Generative AI will have a few things in common with other solutions developed in-house. You’ll need to pay for development and production servers, databases, and storage. Critically, you’ll need to pick a large language model (LLM) and a retrieval augmented generation (RAG) approach.

An LLM is the foundation of generative AI — ‌massive datasets that use machine learning algorithms and natural language processing to generate output. Various LLM builders are available, all of which have pros and cons. Skill-specific models, like image analysis, can be great for narrowly defined use cases but fall short for general use cases. Picking a general-purpose model, like GPT-4 may seem smarter, but these models are often huge and cost-prohibitive when used at scale.

The most impactful generative AI solutions often use RAG. Rather than guessing or “hallucinating” (as AI is known to do), with RAG, responses are grounded in your internal company data, allowing users to analyze and ask questions specific to your business use cases.

A common way of implementing RAG is vector retrieval, which uses a combination of vector databases and embedding models. Embedding models convert data for storage in a vector database.

The image shows how content is fed into an embedding model to generate a vector embedding. Then it’s stored in a vector database. An application to retrieve similar content can query the vector database.
The connections between content, the application, and a vector database.

However, building your own RAG solution can become expensive fairly quickly. Gartner found that extending generative AI models via data retrieval can cost between $750,000 and $1,000,000. A RAG solution commonly requires 2–3 engineers to build and maintain a system.

Once set up, your primary cost will be your cost per query, which can be broken down into two main parts:

  • Vector storage cost: The most important factor will be how much data you’d like to store and how many replicas you’d like to maintain. Data storage amounts are relatively straightforward and depend on your use case, while replicas depend on latency.

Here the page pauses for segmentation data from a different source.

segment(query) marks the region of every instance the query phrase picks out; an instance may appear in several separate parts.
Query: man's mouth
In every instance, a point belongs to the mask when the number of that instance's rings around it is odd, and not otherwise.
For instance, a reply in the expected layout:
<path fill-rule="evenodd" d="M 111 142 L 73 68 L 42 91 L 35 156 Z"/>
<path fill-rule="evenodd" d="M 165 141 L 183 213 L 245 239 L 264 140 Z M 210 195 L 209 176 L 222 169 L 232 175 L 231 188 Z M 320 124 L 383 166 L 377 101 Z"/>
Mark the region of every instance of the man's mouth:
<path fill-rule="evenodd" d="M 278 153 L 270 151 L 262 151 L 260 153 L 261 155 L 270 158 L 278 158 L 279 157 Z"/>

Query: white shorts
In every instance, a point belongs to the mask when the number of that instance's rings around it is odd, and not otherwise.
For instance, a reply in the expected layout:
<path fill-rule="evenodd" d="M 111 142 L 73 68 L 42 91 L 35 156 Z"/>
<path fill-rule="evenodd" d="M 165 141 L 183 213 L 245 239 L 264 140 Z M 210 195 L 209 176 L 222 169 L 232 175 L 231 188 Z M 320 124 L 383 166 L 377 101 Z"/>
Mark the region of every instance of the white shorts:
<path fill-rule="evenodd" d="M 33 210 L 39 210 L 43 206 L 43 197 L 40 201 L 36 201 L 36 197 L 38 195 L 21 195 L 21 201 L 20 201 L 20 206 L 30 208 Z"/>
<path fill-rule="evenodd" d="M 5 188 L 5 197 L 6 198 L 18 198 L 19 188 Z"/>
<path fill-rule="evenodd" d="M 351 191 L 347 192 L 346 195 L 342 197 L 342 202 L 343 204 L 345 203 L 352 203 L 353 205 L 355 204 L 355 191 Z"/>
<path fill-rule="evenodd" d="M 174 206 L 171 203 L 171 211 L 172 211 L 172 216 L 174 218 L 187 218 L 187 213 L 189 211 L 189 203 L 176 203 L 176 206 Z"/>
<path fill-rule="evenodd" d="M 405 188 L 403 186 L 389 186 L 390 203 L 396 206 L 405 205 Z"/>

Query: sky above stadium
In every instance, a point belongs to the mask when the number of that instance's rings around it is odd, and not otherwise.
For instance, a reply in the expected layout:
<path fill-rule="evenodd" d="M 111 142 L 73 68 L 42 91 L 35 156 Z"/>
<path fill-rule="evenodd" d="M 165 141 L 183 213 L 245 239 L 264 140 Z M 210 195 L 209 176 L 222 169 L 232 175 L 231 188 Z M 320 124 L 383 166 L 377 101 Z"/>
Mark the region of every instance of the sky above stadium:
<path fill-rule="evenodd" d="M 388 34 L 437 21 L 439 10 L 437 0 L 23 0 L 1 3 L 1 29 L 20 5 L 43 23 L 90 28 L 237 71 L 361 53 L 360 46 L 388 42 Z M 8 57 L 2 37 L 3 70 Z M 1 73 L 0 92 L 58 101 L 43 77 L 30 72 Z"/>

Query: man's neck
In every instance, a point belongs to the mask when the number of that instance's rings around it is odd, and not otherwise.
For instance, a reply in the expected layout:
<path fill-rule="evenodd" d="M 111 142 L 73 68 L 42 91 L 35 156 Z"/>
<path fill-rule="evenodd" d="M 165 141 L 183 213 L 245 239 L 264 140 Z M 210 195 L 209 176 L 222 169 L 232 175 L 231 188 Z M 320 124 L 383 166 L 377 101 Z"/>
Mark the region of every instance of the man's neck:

The more replicas you have, the more concurrent queries your vector retrieval solution can process.
  • LLM RAG costs: When asking your vector DB questions, normal LLM costs apply. The system calculates costs using tokens or characters in your prompt. RAG can be particularly expensive because you’re often filling up your context window with chunks of documents that your vector retrieval method identified as relevant to your query. For more expensive models like GPT-4, these costs can get quite high.

Let’s look at an example. Assume you’re a mid-sized enterprise looking to process about 200k queries a month. Your database has about 100k pages for product FAQs, research docs, and more — roughly equivalent to the Encyclopedia Britannica. The resulting cost is estimated to be over $190,000 per month.

The image shows a graph comparing the cost of vector storage per month to the number of queries. The cost per query for vector retrieval and storage is $0.14, while the cost per query for LLM prompt and response is $0.5040. The total monthly cost of using vector storage with two to three engineers is $193,800.
The expected costs associated with DIY generative AI vs vector retrieval

Next, you’ll need to develop an application for your users. This might be a chat interface or a UI that walks users through a series of inputs and uses that information to create a prompt.

To be the most effective, the application needs to be “where your users are” — both for easy access and to fit into their existing workflows. It also needs to be flexible enough to support multiple use cases, which might mean a chatbot and a UI.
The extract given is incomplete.